Skycellflu does not require any antibiotics or preservatives as the company manufactures the vaccine using a state-of-the-art sterile incubator. As it does not use a fertilized egg to produce the vaccine, the treatment is safe for those who are allergic to eggs or sensitive to antibiotics, according to SK Bioscience.
“This is the first cell-cultured quadrivalent vaccine that received PQ certification,” the company said. “Even in the case of fertilized egg-cultured vaccines, there are only three quadrivalent flu vaccines with PQ certification, except for Skycellflu.”
Through its PQ process, the WHO certifies the safety and efficacy of a vaccine, as well as its manufacturing process, quality and clinical results.
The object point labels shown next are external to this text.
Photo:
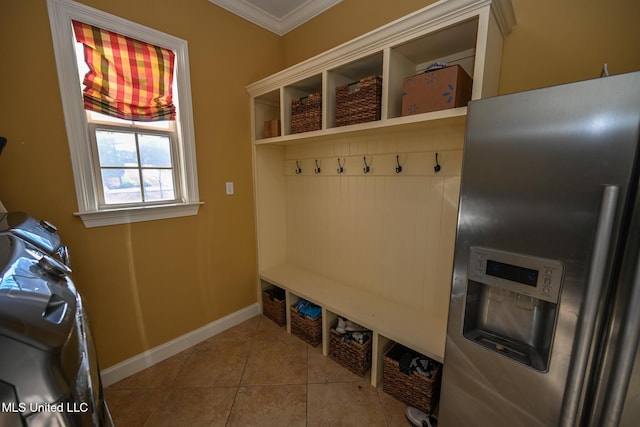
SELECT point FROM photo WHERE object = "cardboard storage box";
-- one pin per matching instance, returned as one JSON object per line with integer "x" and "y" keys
{"x": 436, "y": 90}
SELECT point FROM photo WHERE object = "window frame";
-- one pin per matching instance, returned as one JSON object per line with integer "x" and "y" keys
{"x": 137, "y": 130}
{"x": 86, "y": 177}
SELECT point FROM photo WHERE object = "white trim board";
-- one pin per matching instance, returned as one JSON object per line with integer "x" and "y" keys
{"x": 142, "y": 361}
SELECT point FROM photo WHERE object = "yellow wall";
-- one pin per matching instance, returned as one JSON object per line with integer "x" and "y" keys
{"x": 554, "y": 41}
{"x": 144, "y": 283}
{"x": 147, "y": 283}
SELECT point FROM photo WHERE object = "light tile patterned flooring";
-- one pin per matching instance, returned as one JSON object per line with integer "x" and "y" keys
{"x": 254, "y": 374}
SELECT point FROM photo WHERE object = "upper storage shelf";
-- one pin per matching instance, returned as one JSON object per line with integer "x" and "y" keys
{"x": 468, "y": 33}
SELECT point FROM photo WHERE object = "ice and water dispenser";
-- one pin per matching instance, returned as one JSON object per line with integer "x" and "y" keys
{"x": 511, "y": 304}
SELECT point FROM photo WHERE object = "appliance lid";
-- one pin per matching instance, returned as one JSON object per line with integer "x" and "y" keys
{"x": 38, "y": 303}
{"x": 40, "y": 233}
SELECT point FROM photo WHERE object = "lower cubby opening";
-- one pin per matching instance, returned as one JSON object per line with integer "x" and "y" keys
{"x": 350, "y": 344}
{"x": 273, "y": 303}
{"x": 306, "y": 321}
{"x": 411, "y": 377}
To receive PQ certification, companies must pass rigorous procedures such as the review of technical documents with clinical and quality data, sample quality testing, factory good manufacturing practice installation, and management-level inspection.
“Given that it usually takes about a year and six months to finalize the certification, the company has managed to shorten the approval process by about 10 months,” the company said. “Companies that have obtained PQ certification are eligible to participate in international bids organized by various U.N. agencies, including UNICEF, as well as the Pan American Health Organization (PAHO).”
According to SK Bioscience, the amount of chickenpox vaccine bid for PAHO was estimated at around $70 million in 2019.
With the approval, the company plans to participate actively in the global procurement market.
“The company has confirmed the possibility of globalizing local vaccines by securing three PQ certifications in a single year, including trivalent flu vaccine and chickenpox vaccine,” SK Bioscience CEO Ahn Jae-yong said. “As the global paradigm of flu vaccines is shifting to quadrivalent, our company will be able to enter overseas markets more aggressively.”